Re: [squid-users] Performance problems - need some advice from john allspaw on 2006-02-08 (squid-users)

From: john allspaw <[email protected]>
Date: Wed, 8 Feb 2006 06:47:37 -0800 (PST)

Jeremy -

I suspect that your setup should work quite fine. We're running a similar hardware (6 disk scsi, 4gb RAM) and linux with aufs and ext2/noatime.

There's a couple of things that I would look at, and Kinkie has brought to light some of them already.
First is, take a look at cachemgr, and start with /menu. These things might seem like no-brainers, but they are worth checking:

- do you have any large or complicated ACLs ?
- how much time are you spending doing DNS lookups ?
- aufs on linux (and ext2) is the way to go, I wouldn't spend any other time, except maybe the epoll patch.
- how big is your cache_mem ? You have some fast disks there, and it could be that some of the problem could be having too much disk cache, which could mean too many objects to hold in cache_dirs while still setting aside memory for the Hot Object cache.
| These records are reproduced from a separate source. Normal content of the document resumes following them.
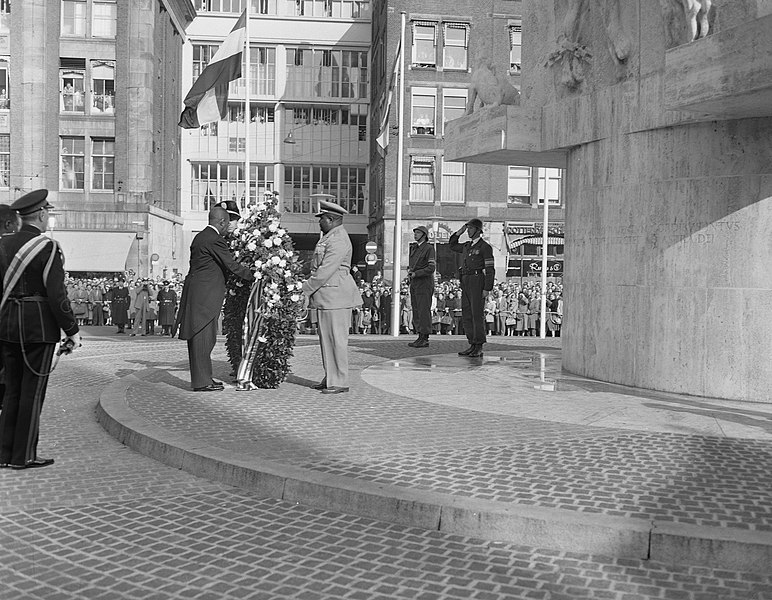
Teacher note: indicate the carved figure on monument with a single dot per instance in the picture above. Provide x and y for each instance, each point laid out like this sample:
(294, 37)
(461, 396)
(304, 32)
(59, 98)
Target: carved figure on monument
(570, 53)
(492, 89)
(685, 20)
(618, 40)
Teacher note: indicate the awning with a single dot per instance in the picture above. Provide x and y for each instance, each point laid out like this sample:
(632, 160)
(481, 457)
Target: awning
(537, 240)
(94, 250)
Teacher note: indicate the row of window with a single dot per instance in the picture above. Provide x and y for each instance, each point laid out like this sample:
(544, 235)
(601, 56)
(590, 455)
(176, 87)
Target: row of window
(446, 44)
(89, 18)
(336, 9)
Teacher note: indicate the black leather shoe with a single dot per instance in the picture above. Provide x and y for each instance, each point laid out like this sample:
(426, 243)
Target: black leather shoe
(476, 352)
(34, 464)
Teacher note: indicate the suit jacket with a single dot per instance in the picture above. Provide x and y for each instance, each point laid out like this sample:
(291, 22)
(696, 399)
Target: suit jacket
(41, 320)
(204, 290)
(331, 285)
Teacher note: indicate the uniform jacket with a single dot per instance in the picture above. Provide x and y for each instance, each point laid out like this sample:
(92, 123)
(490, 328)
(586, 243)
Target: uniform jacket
(24, 318)
(476, 257)
(331, 285)
(204, 289)
(421, 263)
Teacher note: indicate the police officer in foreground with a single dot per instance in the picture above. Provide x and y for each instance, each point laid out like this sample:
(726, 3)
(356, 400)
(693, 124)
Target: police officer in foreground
(420, 273)
(34, 311)
(476, 274)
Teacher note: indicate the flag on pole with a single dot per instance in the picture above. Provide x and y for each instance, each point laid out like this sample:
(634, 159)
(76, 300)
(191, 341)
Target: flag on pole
(207, 100)
(383, 130)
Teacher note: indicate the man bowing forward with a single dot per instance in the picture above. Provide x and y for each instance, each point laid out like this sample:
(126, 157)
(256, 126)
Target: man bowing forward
(203, 295)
Don't be afraid to reduce the size of your cache_dirs, if it means better performance (which it can)
- look in /storedir in cache mgr. what is your LRU reference age on each of your spindles ? this will help you see how old your cache is before it starts to evict objects. if the age is less than you think it should be, then maybe you're spending too much time evicting objects, and not enough time putting/getting objects
- look in /refresh in cache mgr. how much effort are you making in validating, and for what reason ?
- take a look at your working set. check out your refresh_pattern directive. are you keeping things fresh long enough ? in fact, should they ever go stale ? if you're only caching WMV files, how often would one be changed ? if you're like us, (we serve photos, and a lot of them) then the actual photo doesn't ever change, so there is no need to think of it as stale, ever. it's either in the cache, or it's not.
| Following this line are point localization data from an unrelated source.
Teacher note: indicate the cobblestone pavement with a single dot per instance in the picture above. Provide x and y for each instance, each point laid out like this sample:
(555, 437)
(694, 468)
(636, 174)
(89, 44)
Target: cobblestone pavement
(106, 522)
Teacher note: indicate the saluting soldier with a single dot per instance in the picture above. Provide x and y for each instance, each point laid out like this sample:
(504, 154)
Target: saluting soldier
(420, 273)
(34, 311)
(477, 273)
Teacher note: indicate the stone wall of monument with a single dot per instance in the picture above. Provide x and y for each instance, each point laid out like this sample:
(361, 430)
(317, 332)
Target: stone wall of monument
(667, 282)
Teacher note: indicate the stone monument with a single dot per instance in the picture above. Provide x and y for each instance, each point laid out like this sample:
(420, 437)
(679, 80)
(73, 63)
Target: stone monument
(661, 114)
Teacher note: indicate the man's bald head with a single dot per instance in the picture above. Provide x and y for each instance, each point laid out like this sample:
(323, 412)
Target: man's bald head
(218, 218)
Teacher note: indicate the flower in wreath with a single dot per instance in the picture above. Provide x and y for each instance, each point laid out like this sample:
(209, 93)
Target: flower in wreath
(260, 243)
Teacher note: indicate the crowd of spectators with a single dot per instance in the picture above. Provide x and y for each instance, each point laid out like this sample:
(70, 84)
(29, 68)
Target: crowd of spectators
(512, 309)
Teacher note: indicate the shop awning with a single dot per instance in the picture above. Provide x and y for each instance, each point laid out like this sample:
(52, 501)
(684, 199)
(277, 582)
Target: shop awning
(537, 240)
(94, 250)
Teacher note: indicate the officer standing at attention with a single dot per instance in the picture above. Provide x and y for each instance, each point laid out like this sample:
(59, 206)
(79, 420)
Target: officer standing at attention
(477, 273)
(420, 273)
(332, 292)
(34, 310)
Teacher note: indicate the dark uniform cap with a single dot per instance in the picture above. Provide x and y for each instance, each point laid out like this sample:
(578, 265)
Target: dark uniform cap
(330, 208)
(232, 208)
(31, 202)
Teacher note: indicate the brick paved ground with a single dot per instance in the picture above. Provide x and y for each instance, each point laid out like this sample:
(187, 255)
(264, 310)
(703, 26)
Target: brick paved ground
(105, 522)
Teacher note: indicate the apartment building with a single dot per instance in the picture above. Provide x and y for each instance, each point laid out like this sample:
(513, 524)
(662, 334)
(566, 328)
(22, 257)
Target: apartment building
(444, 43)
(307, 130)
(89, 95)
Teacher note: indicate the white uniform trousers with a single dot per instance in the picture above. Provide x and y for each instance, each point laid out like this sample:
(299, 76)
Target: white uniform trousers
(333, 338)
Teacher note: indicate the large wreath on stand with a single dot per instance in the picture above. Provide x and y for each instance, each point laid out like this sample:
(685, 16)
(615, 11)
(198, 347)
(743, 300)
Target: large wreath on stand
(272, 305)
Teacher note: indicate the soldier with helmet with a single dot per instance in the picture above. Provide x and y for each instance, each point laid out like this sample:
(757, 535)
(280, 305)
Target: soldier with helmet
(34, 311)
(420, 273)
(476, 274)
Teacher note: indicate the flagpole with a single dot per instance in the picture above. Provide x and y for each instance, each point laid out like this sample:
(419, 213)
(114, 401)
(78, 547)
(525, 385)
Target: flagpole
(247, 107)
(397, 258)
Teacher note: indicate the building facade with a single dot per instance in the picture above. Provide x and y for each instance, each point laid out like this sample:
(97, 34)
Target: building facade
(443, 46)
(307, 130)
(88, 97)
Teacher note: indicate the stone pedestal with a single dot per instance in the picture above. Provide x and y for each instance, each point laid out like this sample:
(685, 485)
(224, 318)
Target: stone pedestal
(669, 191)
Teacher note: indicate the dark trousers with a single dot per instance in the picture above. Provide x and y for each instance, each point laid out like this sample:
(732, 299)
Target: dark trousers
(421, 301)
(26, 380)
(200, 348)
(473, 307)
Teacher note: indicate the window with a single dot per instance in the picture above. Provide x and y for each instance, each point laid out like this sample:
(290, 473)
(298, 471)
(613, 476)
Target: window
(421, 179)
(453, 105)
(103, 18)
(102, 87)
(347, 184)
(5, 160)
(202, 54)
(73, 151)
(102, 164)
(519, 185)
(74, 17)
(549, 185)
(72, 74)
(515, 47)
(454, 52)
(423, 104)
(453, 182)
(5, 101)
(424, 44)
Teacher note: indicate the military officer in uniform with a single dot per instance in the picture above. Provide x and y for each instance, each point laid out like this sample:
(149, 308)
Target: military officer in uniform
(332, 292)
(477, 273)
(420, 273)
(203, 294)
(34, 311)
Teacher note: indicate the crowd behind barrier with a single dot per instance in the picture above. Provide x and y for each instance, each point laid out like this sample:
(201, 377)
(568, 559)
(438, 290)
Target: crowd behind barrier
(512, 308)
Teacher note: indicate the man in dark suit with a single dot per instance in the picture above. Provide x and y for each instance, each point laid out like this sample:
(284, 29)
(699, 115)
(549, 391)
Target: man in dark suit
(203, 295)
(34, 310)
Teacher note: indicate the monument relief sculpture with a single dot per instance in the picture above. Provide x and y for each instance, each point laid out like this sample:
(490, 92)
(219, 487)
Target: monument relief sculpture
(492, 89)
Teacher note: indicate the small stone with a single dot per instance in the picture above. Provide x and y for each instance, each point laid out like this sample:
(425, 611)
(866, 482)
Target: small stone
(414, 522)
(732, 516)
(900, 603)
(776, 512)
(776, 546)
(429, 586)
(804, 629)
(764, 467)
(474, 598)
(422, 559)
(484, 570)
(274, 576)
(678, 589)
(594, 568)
think of your origin (apache) servers as the persistent store, and squid as the mechanism to smooth out the peak demands for objects, like a standing wave.
I would suggest highly NOT to think of Apache versus Squid, and I won't comment on whether it's faster or not, because in each case, it can be quite different, depending on the working set.

For my work, if we were to try and serve our content directly via apache/tux/mathopd/thttpd, we would fall over. Our contect is about as cacheable as you can get, and squid gets us serving about 500 images/sec without too much effort at all.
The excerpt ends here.